While looking west from El Morro, you see this little fort across the bay channel. Known as El Cañuelo, this little fort was built to help defend of the entrance to the San Juan Bay. Not much is mentioned about this little fort, except that it is located on Isla de Cabras (Goat Island), which you can visit. The fort is part of the San Juan National Historic Site.
I had asked the Puerto Rico Tourism Company for some information, and they said it was a beach and picnic area. Sounded nice enough, so we decided to take an afternoon and go see it.
Originally built of wood in the late 1500s, the fort of San Juan de la Cruz (El Fortín San Juan de la Cruz), better known today as El Cañuelo, burned to the ground in 1625. Spain replaced it with a stone fort between 1630 and 1660. El Cañuelo was the smallest fort in the harbor defense system. Cannon fire from the fort helped El Morro’s forces protect the entrance to the San Juan bay by providing crossfire.
Cabaras Island Today
Here is the scoop as I see it — not the most exciting place but you can get pictures of El Morro and Old San Juan from across the bay. It is not a must see place but worth a short visit if you are in the area.
Just as you pull in, on the right hand side, you’ll see the restored ruins of the Cañuelo Fort. It is not really impressive — just a small box with one garita.

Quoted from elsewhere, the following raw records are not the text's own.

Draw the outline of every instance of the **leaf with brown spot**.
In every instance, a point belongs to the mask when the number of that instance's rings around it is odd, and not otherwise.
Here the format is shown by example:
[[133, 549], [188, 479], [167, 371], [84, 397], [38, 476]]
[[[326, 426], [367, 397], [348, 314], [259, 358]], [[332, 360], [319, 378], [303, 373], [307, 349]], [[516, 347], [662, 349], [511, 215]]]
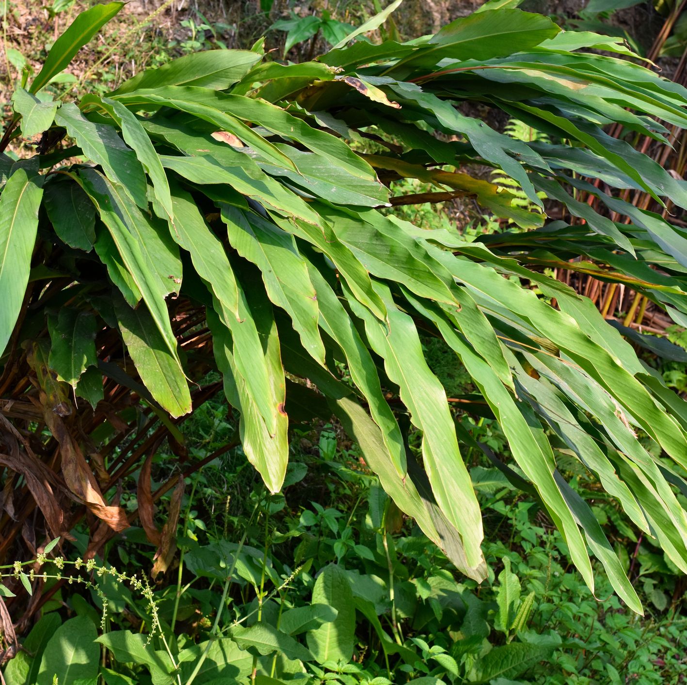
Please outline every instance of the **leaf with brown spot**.
[[162, 529], [160, 547], [155, 554], [155, 563], [150, 571], [150, 576], [155, 578], [158, 573], [164, 573], [170, 567], [172, 559], [177, 551], [177, 526], [179, 515], [181, 511], [181, 499], [183, 497], [183, 477], [179, 476], [179, 483], [172, 494], [170, 500], [170, 510], [167, 515], [167, 522]]
[[347, 85], [354, 88], [361, 95], [364, 95], [374, 102], [379, 102], [381, 104], [385, 104], [387, 107], [393, 107], [394, 109], [401, 109], [401, 105], [398, 102], [389, 100], [383, 91], [363, 80], [359, 76], [337, 77], [337, 80], [343, 81]]
[[153, 453], [146, 457], [138, 477], [138, 518], [141, 525], [146, 531], [148, 539], [153, 544], [159, 546], [161, 542], [160, 531], [155, 527], [153, 516], [155, 512], [155, 504], [153, 502], [153, 494], [150, 492], [150, 462]]
[[228, 133], [227, 131], [215, 131], [212, 134], [215, 140], [226, 143], [232, 148], [245, 148], [245, 145], [239, 140], [233, 133]]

There is a National Parks Service informational sign in front of it with some old pictures, which was kind of interesting if you visit during the week.
We spent some time walking all around the island. Up on the north side, there are (what appear to be) a few WWI or WWII gun bunkers. There was no information about these, so I don’t really know. The Police Also have their gun range in this area, so don’t be surprised by the sound of gun fire.
On the very north tip (we just walked around the gate), there are ruins of some structures that are the remains of a leper colony that was on the island from the late 1800s to the early 1900s. But there were no signs with information about these, either.But I like the photos you can get of the ruins. And there is loads of sea glass on the beaches behind them.
Luckily (for us), Cabras Island is located just a few miles away from the Bacardi Rum Factory tour, so we stopped in there first. Then we headed to Cabras Island. All in all, it was not a bad way to spend a few hours.
Though there is a little beach there, it’s not my favorite — it was rocky and didn’t look that inviting. Besides, there are "no swimming" signs posted around the island. There are picnic pavilions that you can reserve, but these are used mostly by locals. There is a snack bar and clean restrooms. There is also a nice boat ramp here (fee to use). There are a number of local restaurants (mostly seafood) just outside of the park. We had a surprisingly good (though not what I would call inexpensive) lunch at one of them.
Parking at Cabras Island and the beach costs $4 for the day. It is open Wednesday – Sunday from 8:30am – 5:00pm .
There is some information on the Parques Nacionales web site
From the San Juan area, take Route 22 west to exit 7a. That will put you onto Route 165 north. Follow Route 165 to Route 870 east. Take Route 870 (through the little town) to the end.